Former Aid Worker Sues Samaritan's Purse After Being Kidnapped In Darfur

Former Aid Worker Sues Samaritan's Purse After Being Kidnapped In Darfur

Flavia Wagner, a former aid worker who was abducted and held captive for 105 days in Darfur in 2010, is suing the charity organization who sent her to the dangerous region.

Wagner has brought formal charges against the U.S. evangelical charity Samaritan's Purse for allegedly ignoring warnings that the Abu Ajura area was unsafe for aid workers, Reuters reports.

Wagner was part of an education team conducting assessments in the embattled region of Sudan before she and her driver were taken hostage by armed bandits.

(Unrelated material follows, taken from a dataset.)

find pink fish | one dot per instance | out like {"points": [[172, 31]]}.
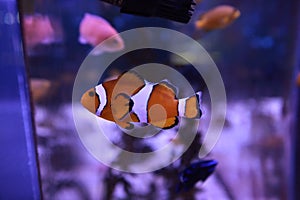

The driver was released within days.

The New York Post reports the lawsuit also accuses Samaritan's Purse leader Franklin Graham of refusing to use an insurance policy to pay the ransom to free Wagner from her captors.

According to the New York Post, the lawsuit seeks damages for Wagner's personal suffering during her 105-day captivity.

Wagner was held captive outdoors by more than 20 Arabic-speaking men who repeatedly subjected her to "shocking abuse" that included mock executions and threats that she would be gang-raped and tortured before being put to death.

According to Reuters, both Samaritan's Purse and Clayton Consultants, the firm hired by the charity to communicate with the abductors, have both refused to comment on the allegations.